Jeff Ross is a really nice guy. Honest.
Yes, he is known as the “Roastmaster General” for pummeling celebrities on Comedy Central and elsewhere. As emcee of the Oddball Comedy & Curiosity Festival in Mansfield last month, he eviscerated some unlucky souls sitting near the front. Give him 10 seconds to assess a subject, and he can “speed roast” anyone onstage. Audiences will see plenty of that Jeff Ross at the Wilbur Theatre Friday. But in conversation, the 1987 Boston University graduate is quiet, polite, and respectful.
We spoke with him by phone about the art and history of roasting.
JEFF ROSS ROASTS YOU
Q. How much of this show is you roasting the crowd versus pre-planned material?
‘If they’re in the front row at my show, they’re probably game for some sort of attention. . . . I can just sort of sense it at this point.’
A. It’s probably just the one speed roast I’ll do. I usually have a staircase at the front of the stage, and during a certain point in my act — I never really know when — I just say, “Who wants to be speed-roasted? Volunteers only.” And inevitably I get about 10 or 12 people with very thick skin who want to be roasted. It’s very punk rock. Just anything goes. No rules. I could definitely get assassinated during that bit.
Q. How do you choose who you might pick on a bit?
A. If they’re in the front row at my show, they’re probably game for some sort of attention. And I’ve learned to do it very quickly with eye contact. I can see who’s shy and who’s not. I can just sort of sense it at this point. People look eager to be addressed. And I love it, because I feed off the energy of those front rows, visually. And then my hearing, I’m listening to the whole place. But I can only really see those front rows.
Q. Should there be something loving in a roast, do you think? A familiarity with who’s getting roasted?
A. I think it’s a requirement, because otherwise it’s bullying. Otherwise, it’s aggressive. Whereas I find that I can only successfully roast someone or something I’m a fan of. I do my research. If we’re talking about James Franco, I’ll watch his movies and read his interviews. And inevitably there’s something in there I can grab onto and go, “Gosh, I really like this work you did.” And the same goes for a show in Boston, for instance. I’ll write jokes specifically about the town. I went to school there, so I have a lot of fond memories. Part of me is a Bostonian, so I feel like there’s a lot of love there.
Q. Do you wind up coaching any of the other comics on the Comedy Central roasts?
A. [Laughs] I do. Luckily we’re surrounded by high-caliber professionals, so there’s not too much that has to be done. I’m a producer on those shows now, so I have a real interest in seeing everybody do well. It’s not competitive for me. It really is sort of a camaraderie that permeates the whole event.
Q. Do you think any of your friends from BU would have predicted you’d do something like take the stage in cornrows to lob insults at James Franco someday?

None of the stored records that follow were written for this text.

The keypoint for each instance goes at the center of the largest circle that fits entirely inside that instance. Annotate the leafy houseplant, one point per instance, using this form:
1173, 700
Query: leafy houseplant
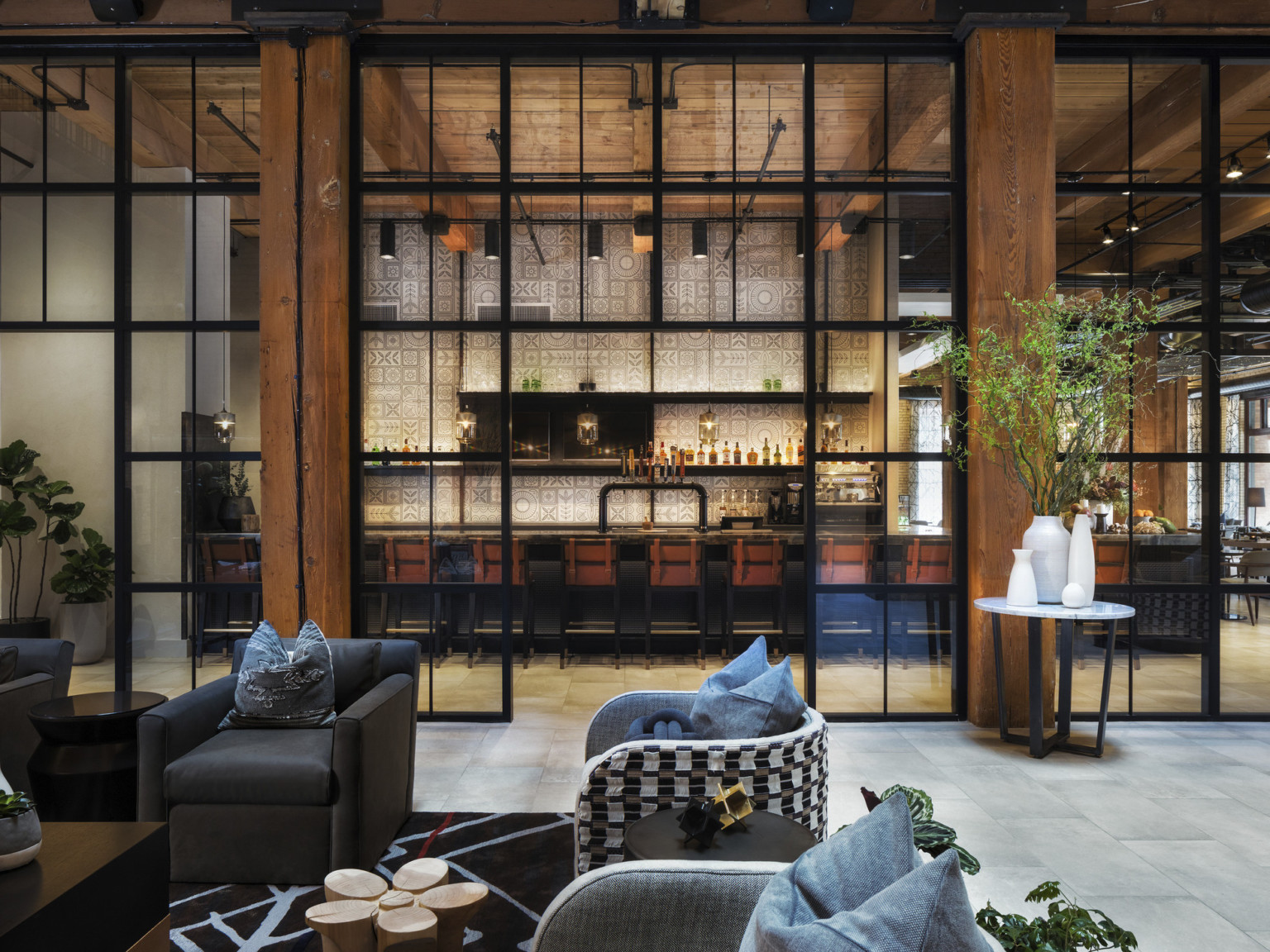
85, 583
17, 462
235, 492
1067, 928
19, 831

A. It’s really crazy. My college buddies will be at the show at the Wilbur. I know they get a kick out of seeing it all go down, but usually we have this moment hours after the show ends where we look at each other and go, ”How the hell did I get here?” It’s so absurd.
Q. Were you the kind of guy that would throw jocular insults at friends back then?
A. I think it goes back even further, earlier than college, where I was in New Jersey, where everybody sort of thinks they’re a comedian. In my father’s catering hall through high school, I was the boss’s son. They would bust my chops a lot. And I think it wasn’t until I left Jersey and went up to BU that I even realized I was funny.